Photo 2. Pistacia Vera rye croissant, April 2015. Photo: Rachel Hopkin
The Individual and the Croissant: Artist, Performer, Consumer
The Pistacia Vera rye croissant also appears to show how an individual can shape a tradition. The establishment’s founder and head chef is Spencer Budros and if it was he who devised this particular culinary riff on two pre-existing dough-based traditions, presumably he was drawing on his training and experience, on his imagination and his individual taste, on recyclable elements from a relevant past, along with materials available to him in the present, to enact a fresh pastry synthesis that both maintains and changes the croissant tradition.
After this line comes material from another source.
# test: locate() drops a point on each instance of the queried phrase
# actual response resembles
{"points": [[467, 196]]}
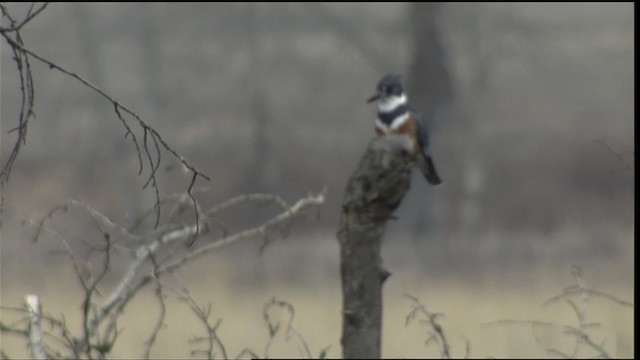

The importance of the individual in the maintenance of a tradition and its ongoing evolution rose to prominence during the so-called “performance turn” in folkloristics. Among the characteristics of that scholarly paradigm shift were a redirection of focus from texts to contexts, an awareness of the responsibility borne by the performer, and an understanding of the audience’s ability to shape any given rendering. Hymes’ “Ethnography of Speaking” was an important constituent of the performance turn and led to what Lucy Long terms the “Ethnography of Eating.” Central to an “Ethnography of Eating” approach is the “food event” concept where all choices made represent “the enactment of the individual’s history and identity responding to the specific context” with any meaning conveyed or understood thereby being “contingent on the situation” (Long 2015:284).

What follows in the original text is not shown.